Last week, I attended an interesting and rather sobering presentation on sustainability by Niko Paech entitled Befreiung vom Überfluss – liberation from excessive abundance – the German title is shorter and sounds better, for a change.
That prompted me to have a look at my own CO2 footprint.
This just happened to coincide more or less with the People's Climate March taking place simultaneously all around the world, including ten thousand participands in Berlin, Geneva and Zurich.
Before getting to that, let me mention our own busy ADN weekend activities taking place at the same time, holding the worldwide Autodesk Exchange AppStore Hackathon.
At least this was a virtual event, avoiding the CO2 emissions caused by most modern forms of fast travel. More on the sobering aspects of that below...
We held the Autodesk Exchange AppStore Hackathon this weekend.
The entire ADN DevTech teacm was online round the clock, chatting, supporting, presenting and hacking together with participants from all around the world.
Here are my previous descriptions of this with all the details:
Here are direct links to the agenda and home.
We also held an own internal contest at the same time, the first ever DevTech hackathon challenge.
I am looking forward to hearing more about the results from that.
I am rather shocked, I must say.
I was previously not aware of the tremendous effect of air travel on my personal CO2 footprint.
I checked it using an online calculator. I started out by searching the Internet for co2 footprint calculator and ended up using the one provided by Carbon Footprint Ltd.
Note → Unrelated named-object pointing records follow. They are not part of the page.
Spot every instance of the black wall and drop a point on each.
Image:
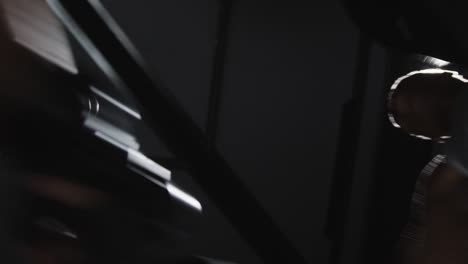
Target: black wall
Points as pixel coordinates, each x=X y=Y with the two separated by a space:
x=289 y=68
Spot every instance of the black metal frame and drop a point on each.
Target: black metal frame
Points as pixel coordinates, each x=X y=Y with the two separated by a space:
x=174 y=126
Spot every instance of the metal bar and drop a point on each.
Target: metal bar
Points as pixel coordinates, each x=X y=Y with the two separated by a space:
x=219 y=62
x=175 y=127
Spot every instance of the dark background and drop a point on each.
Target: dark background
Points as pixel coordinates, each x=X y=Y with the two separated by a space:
x=290 y=67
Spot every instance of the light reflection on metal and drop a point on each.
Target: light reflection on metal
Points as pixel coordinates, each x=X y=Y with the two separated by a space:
x=183 y=197
x=141 y=161
x=117 y=134
x=116 y=103
x=397 y=83
x=55 y=226
x=34 y=27
x=435 y=61
x=87 y=44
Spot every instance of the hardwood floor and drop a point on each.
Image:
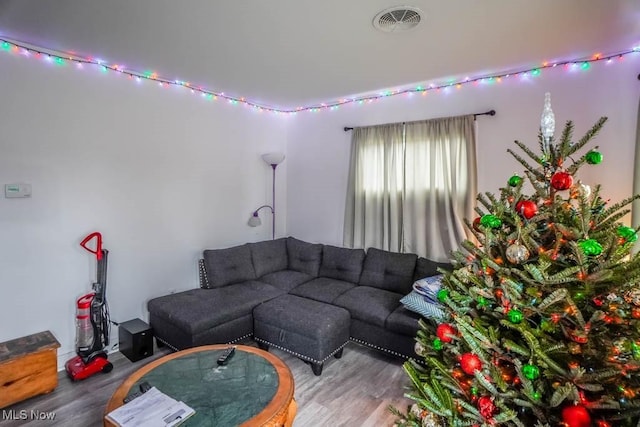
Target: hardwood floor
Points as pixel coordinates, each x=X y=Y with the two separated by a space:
x=352 y=391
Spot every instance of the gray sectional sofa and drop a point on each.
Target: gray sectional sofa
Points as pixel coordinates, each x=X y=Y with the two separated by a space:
x=236 y=281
I do not use much energy myself for most things. I do share a car with a friend, which obviously causes more emissions than travelling by bicycle, train and bus as I would otherwise. I heat my house with wood, archaically. Here is my very rough personal summary, excluding airline travel, in metric tons of CO2:
This adds up to 2.26 metric tons of CO2, which is actually pretty OK.
The target footrint per human being to reduce the impact on the climate lies somewhere between two and three tons per person per year, so I am actually already within that range – discounting airline travel.
The average Swiss footprint today is over five tons, and the average developed nation one over ten.
I checked what I could possibly do to reduce this.
I already am vegetarian, so the only possible reduction food-style-wise would be switching to a vegan diet.
Well, to my surprise, switching from vegetarian to vegan food would save 0.3 tons.
Another surprising possible improvement offered by this particular calculator consists in switching from using a 'standard range of financial services' to not even having a bank account; that would save 0.4 tons.
Obviously, not travelling at all by car would save 0.45 tons.
As said, all of that seems quite OK to me.
Now comes the bad part, though.
I travelled by air privately a couple of times, and much more for business.
One private flight was a return trip from Zurich to Stockholm. The CO2 footprint for that flight alone is 0.25 metric tons.
I also flew privately one-way from Tenerifa to Basel (0.52) and return to Marrakesh (0.43).
Those three flights together cause 1.2 tons, about half the rest of my entire yearly budget.
The really bad part for me is business travel, though.
I already travelled to Toronto and New York for business purposes, and Las Vegas and the DevDays tours are coming up later this year. Together, they will cause way over five tons of CO2 emission, putting me way above the Swiss average, and at three to four times the long-term world-wide target.
The point is that every SUV-driving carnivore that stays at home is a lot greener than the bicycle-riding vegan flying to a different continent for the family vacation.
Easy to fix, though: don't fly.
By the way, here is a one-minute video giving an impression of the worldwide air traffic during a 24-hour period back in 2008:
Back then, every day, about 93000 planes took off from about 9000 airports, with between 8000 and 13000 simultaneous flights at all times.
Yay for the virtual Hackathon, and I need to give my future business travel a serious think.